Just like most folks these days we are hunkering around at home. Not much going on besides taking some interest in the news, doing housekeeping and the usual stuff. We were, however, blessed with some pretty good weather. For a while I thought the Snow God had forgotten our area this year and Benno and I enjoyed walking our dogs on dry pavement that was void of any snow. Mind you it still was cold outside.
Look at that scene on our front lawn I photographed through the window on Sunday morning and that was only a fraction of the flock or should I say the masses that descended onto the grassy areas around our house. The thriller film “The Birds” by Alfred Hitchcock came to my mind. A couple of hours later it started snowing leaving about a couple of inches of snow, which covered the ground pretty much everywhere.

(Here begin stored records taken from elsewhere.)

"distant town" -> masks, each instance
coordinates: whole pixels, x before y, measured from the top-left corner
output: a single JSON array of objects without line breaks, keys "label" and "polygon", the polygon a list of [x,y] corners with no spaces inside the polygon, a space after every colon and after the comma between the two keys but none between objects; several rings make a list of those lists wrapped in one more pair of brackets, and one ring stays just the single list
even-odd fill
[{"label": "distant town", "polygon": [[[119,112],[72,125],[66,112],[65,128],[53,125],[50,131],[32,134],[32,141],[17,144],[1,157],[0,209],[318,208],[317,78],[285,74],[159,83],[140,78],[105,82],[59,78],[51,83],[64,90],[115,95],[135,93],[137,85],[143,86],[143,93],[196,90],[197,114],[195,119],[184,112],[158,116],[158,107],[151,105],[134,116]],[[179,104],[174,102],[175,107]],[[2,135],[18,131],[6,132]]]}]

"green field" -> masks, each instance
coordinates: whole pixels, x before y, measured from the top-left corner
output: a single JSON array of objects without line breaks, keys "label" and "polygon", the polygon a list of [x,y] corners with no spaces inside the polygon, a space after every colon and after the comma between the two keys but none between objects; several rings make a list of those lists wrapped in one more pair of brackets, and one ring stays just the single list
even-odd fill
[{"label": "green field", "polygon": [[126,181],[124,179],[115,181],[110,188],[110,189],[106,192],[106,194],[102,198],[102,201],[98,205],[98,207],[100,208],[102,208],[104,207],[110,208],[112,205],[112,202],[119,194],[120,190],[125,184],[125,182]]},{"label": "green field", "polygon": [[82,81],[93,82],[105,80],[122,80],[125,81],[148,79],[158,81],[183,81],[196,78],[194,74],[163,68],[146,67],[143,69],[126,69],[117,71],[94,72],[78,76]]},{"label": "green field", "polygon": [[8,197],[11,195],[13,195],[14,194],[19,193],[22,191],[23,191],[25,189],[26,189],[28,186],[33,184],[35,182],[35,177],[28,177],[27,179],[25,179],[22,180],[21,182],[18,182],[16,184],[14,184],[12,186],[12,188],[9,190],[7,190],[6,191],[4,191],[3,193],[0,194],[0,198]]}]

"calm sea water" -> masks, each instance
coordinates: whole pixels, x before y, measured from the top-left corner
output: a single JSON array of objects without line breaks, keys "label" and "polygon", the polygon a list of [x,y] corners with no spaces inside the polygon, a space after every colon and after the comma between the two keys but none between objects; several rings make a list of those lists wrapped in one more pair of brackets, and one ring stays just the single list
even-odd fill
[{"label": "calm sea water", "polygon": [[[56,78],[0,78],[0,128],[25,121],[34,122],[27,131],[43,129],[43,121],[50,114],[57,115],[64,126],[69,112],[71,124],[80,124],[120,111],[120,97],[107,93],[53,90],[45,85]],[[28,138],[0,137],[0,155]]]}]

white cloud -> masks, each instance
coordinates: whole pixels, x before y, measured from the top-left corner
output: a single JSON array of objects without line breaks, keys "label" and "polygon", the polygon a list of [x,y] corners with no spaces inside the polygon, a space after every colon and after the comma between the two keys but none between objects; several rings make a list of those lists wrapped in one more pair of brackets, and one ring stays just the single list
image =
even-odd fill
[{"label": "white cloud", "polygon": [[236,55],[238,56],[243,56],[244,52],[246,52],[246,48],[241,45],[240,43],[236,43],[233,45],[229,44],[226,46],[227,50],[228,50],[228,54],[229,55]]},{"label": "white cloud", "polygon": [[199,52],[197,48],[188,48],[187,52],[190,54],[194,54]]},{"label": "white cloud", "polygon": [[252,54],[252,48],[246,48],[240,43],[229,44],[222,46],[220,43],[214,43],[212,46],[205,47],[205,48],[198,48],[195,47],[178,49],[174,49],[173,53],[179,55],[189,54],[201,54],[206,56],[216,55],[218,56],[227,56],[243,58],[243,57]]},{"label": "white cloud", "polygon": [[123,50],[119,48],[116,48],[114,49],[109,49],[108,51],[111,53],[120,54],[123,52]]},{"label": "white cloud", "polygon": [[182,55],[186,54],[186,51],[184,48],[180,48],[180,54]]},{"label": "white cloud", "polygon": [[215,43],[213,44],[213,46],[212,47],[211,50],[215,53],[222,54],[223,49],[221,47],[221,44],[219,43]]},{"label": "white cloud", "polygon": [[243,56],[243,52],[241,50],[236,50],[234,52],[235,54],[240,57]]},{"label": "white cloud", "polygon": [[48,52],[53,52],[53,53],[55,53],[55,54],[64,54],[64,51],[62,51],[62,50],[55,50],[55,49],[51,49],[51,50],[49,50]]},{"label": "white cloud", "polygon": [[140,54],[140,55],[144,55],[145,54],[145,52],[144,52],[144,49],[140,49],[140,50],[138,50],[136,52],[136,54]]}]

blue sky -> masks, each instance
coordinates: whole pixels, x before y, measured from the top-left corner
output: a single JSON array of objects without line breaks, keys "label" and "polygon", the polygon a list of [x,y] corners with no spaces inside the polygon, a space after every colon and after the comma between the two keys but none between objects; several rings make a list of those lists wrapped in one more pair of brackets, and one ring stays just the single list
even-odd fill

Fresh fluffy snow on the deck was of course very inviting for Elsa and Reggy to have some fun in and they had it all messed up in no time at all.
Look at these rascals
A few days ago Benno received in the mail his order of Ceccorp Instant Wood Glue he had ordered for a special job. The label states it is used for: Wood 20 gr toughened medium viscosity cyanoacrylate adhesive designed to bond surface insensitive material like wood, leather, rubber, plastics and metal. We keep small mementos from our travels in a display cabinet for sentimental reasons. One such item is a small, delicate, hand carved motorboat made from a very light Balsam kind of wood grown in the jungle of South America. The little boat is carved in its entirety from a piece of wood and even the smallest details are carved wood but its rooftop had come undone while we transported it and Benno wanted to fix it.
When we were cruising and exploring on our boat the waters of the Orinoco and Macareo rivers in Venezuela, the local Wareo Indians came in their boats to trade their handmade items for whatever we could spare. Sometimes it was shampoo, clothing, sewing items, ropes and just about anything we could spare. Benno had a small pocketknife that would light up a LED light when pressing a button and he showed it to a young lad who had come by to trade. The boy wanted the knife very badly and was willing to depart with his precious possession of his hand carved boat for it. Looking at all these things in the cabinet takes us back to memory lane.
|The boy that came with his hand carved boat|
The following pictures show some of the dwellings of the Wareo Indians along the Macareo River bank. Most Wareos lived in thatched huts on stilts that are open fronted. Several huts were connected by walkways. For transportation they used either dugout canoes or small boats with outboard motors.
|Other Wareo Indians trading their baskets|
One more week and it will be already February and springtime not so far off. Stay well and healthy and thanks for dropping by.